Kemudian, dibuatlah kaidah bahwasanya agama Islam ialah
agama yang diwahyukan Allah kepada nabi Muhammad saw. dengan perantara Jibril,
termaktup di dalam Alquran dan ditafsirkan oleh hadist/sunnah. (QS. Al-Anbiya :
107)
Baca Juga: Iman atau Ilmu, Manakah Lebih Dahulu?
Sekedar mengakui saja percaya kepada Allah, padahal tidak
mengikuti perintahNya atau tidak menjalankan isi Alquran, atau tidak menuruti
sunnah nabi, kalau pikiran mendalam, demikian bukanlah Iman lagi dan harusnya
bukan Islam lagi. Ini pertanda bahwa pengakuan belum betul, kepercayaan belum
duduk, artinya Iman belum ada, kalau iman belum ada niscaya Islam pun belum
ada. (QS. Al-Hujarat : 14)
Kalau kita percaya kepada Allah, tentu kita cinta
kepadaNya, tentulah kita sudi berkorban menuruti apa yang dikehendakiNya. Cinta
yang tidak sudi berkorban, menurut yang terpakai di alam ini adalah cinta
palsu. Apalagi terhadap Allah, niscaya itu adalah Iman yang palsu pula, Islam
Palsu.
Kenangan kisah Iblis dalam berbagai riwayat mengatakan
bahwasanya Iblis pada mulanya adalah penghulu segala malikat dengan nama “Azazil”
karena ketaatannya. Dikisahkan dalam riwayat Dalam Kitab hadist Sholawatul
kabul akhbar karangan Syaikh Taftazani bin Basyumi bahwa tidak ada lagi
sejengkal bumi dan setempa langit yang disana Iblis belum pernah beribadah. Namun
pada suatu masa ia diperintahkan menundukkan wajah, menghormati nabi Adam,
sujud kepada nabi Adam, ia enggan dan membesarkan diri, maka kafirlah Iblis.
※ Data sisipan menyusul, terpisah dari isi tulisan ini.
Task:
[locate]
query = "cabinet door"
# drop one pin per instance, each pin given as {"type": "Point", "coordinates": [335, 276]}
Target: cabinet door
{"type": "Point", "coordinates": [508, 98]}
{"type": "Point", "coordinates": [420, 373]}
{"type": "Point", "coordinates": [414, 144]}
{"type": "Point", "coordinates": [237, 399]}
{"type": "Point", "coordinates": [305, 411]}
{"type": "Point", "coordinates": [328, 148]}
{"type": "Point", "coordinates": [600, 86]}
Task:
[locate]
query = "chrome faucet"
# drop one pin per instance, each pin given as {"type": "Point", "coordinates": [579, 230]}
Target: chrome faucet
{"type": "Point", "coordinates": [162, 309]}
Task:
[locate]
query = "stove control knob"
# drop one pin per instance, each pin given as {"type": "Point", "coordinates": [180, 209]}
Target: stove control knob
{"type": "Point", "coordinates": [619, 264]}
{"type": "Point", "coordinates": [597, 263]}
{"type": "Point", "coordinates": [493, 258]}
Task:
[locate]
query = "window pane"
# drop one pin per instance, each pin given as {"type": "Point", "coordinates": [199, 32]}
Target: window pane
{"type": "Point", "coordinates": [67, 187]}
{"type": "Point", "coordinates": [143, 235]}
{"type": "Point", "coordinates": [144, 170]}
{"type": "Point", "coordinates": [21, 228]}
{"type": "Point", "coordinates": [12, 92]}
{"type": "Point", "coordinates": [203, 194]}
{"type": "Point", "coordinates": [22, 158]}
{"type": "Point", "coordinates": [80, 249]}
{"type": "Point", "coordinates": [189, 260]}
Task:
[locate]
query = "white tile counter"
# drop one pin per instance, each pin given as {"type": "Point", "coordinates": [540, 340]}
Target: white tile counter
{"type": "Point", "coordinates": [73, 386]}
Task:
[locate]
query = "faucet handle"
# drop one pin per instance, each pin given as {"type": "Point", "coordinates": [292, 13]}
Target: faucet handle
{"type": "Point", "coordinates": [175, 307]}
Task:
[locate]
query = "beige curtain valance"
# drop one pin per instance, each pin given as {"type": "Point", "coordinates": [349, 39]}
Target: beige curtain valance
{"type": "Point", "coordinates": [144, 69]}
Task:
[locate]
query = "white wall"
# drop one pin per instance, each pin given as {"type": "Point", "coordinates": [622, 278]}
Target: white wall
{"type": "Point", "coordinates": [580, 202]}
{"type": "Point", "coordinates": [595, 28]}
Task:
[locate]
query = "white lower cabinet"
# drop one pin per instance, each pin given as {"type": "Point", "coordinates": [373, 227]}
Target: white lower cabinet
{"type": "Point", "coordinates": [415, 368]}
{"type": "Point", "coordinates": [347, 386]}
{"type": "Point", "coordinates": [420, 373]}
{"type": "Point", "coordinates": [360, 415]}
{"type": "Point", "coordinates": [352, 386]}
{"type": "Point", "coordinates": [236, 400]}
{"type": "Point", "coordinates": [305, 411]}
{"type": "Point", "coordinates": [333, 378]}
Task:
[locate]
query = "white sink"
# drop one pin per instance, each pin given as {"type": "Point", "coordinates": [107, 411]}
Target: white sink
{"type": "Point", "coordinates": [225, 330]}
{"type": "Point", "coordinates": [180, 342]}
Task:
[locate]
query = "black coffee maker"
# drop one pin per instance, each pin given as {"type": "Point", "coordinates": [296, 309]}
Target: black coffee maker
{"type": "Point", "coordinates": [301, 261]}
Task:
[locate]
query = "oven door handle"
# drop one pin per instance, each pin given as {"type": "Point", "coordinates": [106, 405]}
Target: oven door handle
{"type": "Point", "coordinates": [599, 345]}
Sederhana saja pembangkangan iblis itu, tetapi sangat
berat hukuman yang diterima dari Allah hingga anak cucu kita kelak sampai akhir
jaman mengetahui kisah iblis kelak ia dikeluarkan dari disiplin Ilahi. Habis perkara,
pengakuannya selama ini tentang keesaan Allah tidaklah berfaedah lagi. Karena,
pengakuannya tidak diikuti dengan ketaatan ketika perintah itu datang.
Kalau kita pikirkan dan renungkan, agama ini dengan
mendalam, tentu kita tidak akan dapat berpikir lain dari pada kesudahan yang
seperti ini. Mengaku diri Islam, perintah tidak dikerjakan bahkan berbangga
pula karena meninggalkan perintah. Mungkinkah dikatakan Islam? padahal Islam
artinya taat dan menyerah.
Hubungan diantara Iman dengan Islam adalah perangai. Dalam
hal budi, suatu budi pekerti yang baik hendaklah dilatihkan terus supaya
menjadi perangai dan kebiasaan yang lebih baik. Kalau seorang telah mengakui
pula percaya kepada Allah dan Rasul-rasulnya dengan tindakan budi pekerti dan
perangai yang mendorong hal tersebut, niscaya dengan sendiri kepercayaan itu
mendorongnya supaya mencari perbuatan-perbuatan yang diterima oleh Allah SAW.
niscaya bersiap-siaplah, sebab kita telah percaya bahwa kelak kita akan
berjumpa dengan Allah. In Shaa Allah.